The non-profit types have loads of people who are not-PhDs who do clever
think-tank style work for the government. Lots of report writing mostly, but
if you can get latched onto some IRAD type project and do internal R&D work,
you can see some really cool stuff -- I'm pretty sure I've seen the first ever
real-time fusion of geospatial data from six different imagery platforms in a
3d environment. But even the report writing can be interesting, things like
open-source studies of countries, industries, facilities, etc. But they can
also be a back door into the lab work if you work for one of the managing
organizations (like Battelle). Look into them closely as they also tend to
have fairly large internal R&D departments. It's possible to make a career
working on IRAD projects and responding to SBIR grants. Both are pure
research.

Other places do things like geospatial systems research, text mining,
information visualization, network security research (which for lab purposes
usually requires lots of high level systems understanding or solid math, not
as much low level hacking as you might expect, lots of the work is in
predictive theories and social network analysis), pattern detection, image
analysis, image change detection -- lots of good places for applied math,
acoustic triangulation, emergency response modeling and simulation, etc. Think
DARPA style research, which the labs do lots of work for.

If you are into hardware, there's also plenty of that, communication systems,
weapons testing (like naval guns), hardware encryption systems, phased array
radars, biochem detection systems, rapid prototyping, radiation detectors etc.

Most of these don't require PhD backgrounds, and if you hit all the ones you
are interested in, you might find something that sticks.

Honestly, given your background, you'd probably find a better home at the labs
than the companies. But the hiring cycle is abysmally slow, don't take a non-
response as evidence of a lack of desire to hire. 6-12 month wait times on
call backs are not uncommon. Often followed by 5-20 years of happy employment.

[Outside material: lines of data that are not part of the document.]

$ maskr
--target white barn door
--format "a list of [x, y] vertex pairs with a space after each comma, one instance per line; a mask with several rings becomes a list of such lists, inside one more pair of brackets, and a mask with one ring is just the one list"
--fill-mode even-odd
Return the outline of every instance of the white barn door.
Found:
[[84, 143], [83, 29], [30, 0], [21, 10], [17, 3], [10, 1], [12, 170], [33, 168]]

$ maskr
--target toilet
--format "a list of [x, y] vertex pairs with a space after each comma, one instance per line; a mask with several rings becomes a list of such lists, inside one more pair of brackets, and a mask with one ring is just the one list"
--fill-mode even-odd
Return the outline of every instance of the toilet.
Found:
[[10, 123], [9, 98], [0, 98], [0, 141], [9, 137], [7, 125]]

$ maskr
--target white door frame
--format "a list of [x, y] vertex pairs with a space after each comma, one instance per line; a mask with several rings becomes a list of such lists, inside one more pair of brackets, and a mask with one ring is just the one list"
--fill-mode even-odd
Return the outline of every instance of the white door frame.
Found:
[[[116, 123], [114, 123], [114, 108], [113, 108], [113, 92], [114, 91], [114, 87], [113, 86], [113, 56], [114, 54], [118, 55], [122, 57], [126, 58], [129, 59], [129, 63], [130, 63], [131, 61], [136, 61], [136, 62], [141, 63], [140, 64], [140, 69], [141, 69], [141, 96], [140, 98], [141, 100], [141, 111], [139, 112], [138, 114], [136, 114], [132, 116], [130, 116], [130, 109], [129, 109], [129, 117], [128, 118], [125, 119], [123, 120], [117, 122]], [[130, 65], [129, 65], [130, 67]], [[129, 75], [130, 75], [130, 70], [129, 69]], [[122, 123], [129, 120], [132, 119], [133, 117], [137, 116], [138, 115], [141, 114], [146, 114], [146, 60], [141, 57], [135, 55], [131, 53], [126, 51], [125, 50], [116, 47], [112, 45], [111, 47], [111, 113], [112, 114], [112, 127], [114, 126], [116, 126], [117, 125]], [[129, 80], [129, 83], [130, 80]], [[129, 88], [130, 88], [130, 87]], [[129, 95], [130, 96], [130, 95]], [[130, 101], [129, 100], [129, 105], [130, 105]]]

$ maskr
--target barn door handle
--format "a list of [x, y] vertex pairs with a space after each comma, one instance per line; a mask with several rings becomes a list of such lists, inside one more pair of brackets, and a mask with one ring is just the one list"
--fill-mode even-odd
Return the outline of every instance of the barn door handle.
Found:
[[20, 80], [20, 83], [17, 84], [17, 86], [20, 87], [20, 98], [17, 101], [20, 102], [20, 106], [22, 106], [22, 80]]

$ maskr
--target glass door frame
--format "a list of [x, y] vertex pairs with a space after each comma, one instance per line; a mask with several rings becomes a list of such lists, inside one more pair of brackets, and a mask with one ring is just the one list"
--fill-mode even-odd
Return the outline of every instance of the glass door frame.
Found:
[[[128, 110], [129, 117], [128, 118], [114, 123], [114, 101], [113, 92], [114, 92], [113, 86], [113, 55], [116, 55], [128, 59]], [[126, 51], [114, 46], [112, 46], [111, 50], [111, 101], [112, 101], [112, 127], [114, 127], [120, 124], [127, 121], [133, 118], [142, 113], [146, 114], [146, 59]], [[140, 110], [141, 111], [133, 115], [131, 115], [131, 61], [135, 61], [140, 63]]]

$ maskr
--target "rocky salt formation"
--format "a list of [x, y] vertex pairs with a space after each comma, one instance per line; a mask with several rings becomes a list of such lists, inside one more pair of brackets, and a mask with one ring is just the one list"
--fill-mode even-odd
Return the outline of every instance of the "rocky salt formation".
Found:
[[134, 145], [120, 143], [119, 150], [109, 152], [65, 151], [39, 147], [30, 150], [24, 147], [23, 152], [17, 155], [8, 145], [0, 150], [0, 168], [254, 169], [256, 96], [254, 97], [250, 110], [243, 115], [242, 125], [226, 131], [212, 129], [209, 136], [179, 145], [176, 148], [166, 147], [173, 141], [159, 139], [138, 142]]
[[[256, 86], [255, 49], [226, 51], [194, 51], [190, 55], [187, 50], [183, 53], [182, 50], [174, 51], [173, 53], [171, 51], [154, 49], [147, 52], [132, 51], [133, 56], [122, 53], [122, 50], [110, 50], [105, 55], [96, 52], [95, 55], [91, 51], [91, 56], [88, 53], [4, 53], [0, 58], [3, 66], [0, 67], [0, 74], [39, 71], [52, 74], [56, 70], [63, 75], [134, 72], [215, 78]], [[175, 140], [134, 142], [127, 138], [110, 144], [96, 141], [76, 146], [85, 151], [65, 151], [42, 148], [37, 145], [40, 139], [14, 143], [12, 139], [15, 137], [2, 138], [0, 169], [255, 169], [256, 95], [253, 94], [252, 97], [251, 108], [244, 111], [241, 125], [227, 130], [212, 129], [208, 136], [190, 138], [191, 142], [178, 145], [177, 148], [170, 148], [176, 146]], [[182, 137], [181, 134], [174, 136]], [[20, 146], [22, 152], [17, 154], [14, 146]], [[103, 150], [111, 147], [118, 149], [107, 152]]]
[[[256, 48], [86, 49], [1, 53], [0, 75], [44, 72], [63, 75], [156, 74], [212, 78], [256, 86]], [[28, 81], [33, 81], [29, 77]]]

I personally found both the lab and non-profit environments a bit too rarefied
for my tastes. But I _do_ miss being surrounded by brilliant people every day.
Also, keep in mind that some of these are enormous organizations, Google-sized
by way of comparison, their campuses can be measured in square-miles, not
acres and they often have tens of thousands of employees. If you don't live in
the States (or aren't a citizen), there are probably equivalent organizations
in your home country. Often there is lots of cross-pollination as well, I
worked on projects with the Brits, the Italians, Singapore and the Aussies.

------
carbocation
Medicine. Health policy. Policy, in general. All allow you to do what you ask
(to greater or lesser degrees). Of course, there is a lot of training required
to get into the 'thinking' jobs in medicine.

------
pascalchristian
Not exactly a job per se, but just go and spent your time in vegas. It took
serious thinking to beat the house in roulette, poker, blackjack, or baccarat.

------
Mathnerd314
Research mathematician - since math is pure thought.